= Jillian Schlesinger =

American filmmaker

Jillian Schlesinger is an American filmmaker known for collaborative youth-driven documentaries.

== Maidentrip ==
In 2009, Schlesinger read a New York Times op-ed about a Dutch youth named Laura Dekker with intentions to sail around the world alone at the age of 14. The story captured her attention and she made an effort to get in touch with Dekker, who was notably media-shy at the time. Dekker responded positively to the idea of a collaboration with the first-time director and the two set off on the adventure of making a documentary together. Working with an all-women crew, Schlesinger met Dekker 10 times over the course of the 17-month voyage around the world, including a three-week passage across the Pacific Ocean on another sailboat.

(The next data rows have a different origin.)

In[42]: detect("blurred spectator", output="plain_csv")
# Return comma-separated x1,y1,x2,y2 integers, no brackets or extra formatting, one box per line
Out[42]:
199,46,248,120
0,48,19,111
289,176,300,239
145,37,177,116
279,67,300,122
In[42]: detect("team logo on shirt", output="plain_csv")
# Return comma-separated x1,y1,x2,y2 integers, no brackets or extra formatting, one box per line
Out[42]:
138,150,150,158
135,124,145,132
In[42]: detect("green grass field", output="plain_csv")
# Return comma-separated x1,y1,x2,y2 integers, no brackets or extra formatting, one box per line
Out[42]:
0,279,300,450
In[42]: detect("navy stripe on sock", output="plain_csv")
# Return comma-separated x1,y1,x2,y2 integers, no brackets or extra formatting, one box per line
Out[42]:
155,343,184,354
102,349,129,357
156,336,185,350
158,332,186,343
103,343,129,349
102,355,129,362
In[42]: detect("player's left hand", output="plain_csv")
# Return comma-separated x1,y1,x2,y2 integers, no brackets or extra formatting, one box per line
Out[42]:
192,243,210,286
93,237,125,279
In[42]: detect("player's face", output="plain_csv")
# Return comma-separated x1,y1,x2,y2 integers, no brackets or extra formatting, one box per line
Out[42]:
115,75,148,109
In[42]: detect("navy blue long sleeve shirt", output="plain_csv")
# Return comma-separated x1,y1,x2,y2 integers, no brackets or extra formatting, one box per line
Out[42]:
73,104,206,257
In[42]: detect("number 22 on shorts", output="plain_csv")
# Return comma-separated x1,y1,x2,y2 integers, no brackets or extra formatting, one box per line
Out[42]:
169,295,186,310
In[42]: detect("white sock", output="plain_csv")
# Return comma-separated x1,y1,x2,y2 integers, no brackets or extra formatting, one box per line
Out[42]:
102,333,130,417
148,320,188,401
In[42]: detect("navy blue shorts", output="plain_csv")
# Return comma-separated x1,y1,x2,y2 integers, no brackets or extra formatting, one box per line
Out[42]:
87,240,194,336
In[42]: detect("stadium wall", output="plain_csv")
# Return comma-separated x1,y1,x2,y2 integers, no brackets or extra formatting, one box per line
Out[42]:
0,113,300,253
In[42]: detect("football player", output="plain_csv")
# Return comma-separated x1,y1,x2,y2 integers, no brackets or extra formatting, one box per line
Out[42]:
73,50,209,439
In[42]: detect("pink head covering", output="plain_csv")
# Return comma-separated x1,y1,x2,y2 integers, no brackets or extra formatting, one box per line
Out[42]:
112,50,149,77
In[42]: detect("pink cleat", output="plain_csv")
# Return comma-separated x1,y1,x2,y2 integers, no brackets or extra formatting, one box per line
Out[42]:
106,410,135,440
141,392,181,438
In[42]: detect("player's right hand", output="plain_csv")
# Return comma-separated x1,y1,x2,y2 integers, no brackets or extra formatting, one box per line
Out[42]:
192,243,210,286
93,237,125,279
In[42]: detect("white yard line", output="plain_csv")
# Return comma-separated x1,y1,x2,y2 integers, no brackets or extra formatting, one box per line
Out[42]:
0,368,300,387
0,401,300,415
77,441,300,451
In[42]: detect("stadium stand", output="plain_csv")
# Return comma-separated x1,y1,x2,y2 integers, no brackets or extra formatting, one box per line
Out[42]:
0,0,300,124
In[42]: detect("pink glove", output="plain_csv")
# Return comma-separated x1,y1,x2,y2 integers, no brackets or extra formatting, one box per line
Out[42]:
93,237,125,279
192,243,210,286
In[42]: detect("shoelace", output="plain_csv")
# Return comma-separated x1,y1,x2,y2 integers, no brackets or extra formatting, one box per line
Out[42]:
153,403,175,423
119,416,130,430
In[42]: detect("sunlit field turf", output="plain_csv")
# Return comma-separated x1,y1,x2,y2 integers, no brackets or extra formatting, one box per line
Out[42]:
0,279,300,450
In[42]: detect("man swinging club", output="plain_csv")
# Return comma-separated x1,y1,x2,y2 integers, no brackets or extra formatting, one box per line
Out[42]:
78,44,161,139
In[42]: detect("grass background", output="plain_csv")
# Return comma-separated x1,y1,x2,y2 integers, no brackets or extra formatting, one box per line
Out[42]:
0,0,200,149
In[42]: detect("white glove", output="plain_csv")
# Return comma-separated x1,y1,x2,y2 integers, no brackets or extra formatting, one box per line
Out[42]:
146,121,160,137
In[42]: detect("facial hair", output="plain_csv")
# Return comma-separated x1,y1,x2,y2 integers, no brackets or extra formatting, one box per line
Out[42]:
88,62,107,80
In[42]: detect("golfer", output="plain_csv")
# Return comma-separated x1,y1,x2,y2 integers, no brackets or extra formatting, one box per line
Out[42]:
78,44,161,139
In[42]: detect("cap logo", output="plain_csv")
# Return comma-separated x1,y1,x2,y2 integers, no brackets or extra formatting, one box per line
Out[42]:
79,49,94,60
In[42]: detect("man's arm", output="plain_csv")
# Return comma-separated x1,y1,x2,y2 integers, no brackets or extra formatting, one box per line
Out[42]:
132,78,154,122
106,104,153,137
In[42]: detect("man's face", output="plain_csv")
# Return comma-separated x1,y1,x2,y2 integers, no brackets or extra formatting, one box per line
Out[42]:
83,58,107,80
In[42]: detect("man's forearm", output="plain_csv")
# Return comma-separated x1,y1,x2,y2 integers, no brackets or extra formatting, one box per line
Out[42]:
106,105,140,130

After Dekker successfully completed her circumnavigation in January 2012 at the age of 16, it took a year to complete the film, with Dekker visiting New York to work with Schlesinger and editor Penelope Falk. Maidentrip had its world premiere at SXSW Film Festival in March 2013 where it won the Visions Audience Award. The film was subsequently acquired and released by First Run Features.

== Hummingbirds ==
In 2018, Schlesinger met Silvia Del Carmen Castaños and Estefanía Contreras through a magnet filmmaking program for youth in Laredo, Texas. They began a collaboration on a feature documentary called Hummingbirds, starring and directed by Castaños and Contreras. Schlesinger produced, edited, and co-directed the film. Hummingbirds premiered at the 73rd Berlinale where it won the Grand Prix for Best Feature Film in Generation 14+ competition. In 2025, Hummingbirds was nominated for Independent Spirit Award for Best Documentary and a GLAAD Media Award for Outstanding Documentary.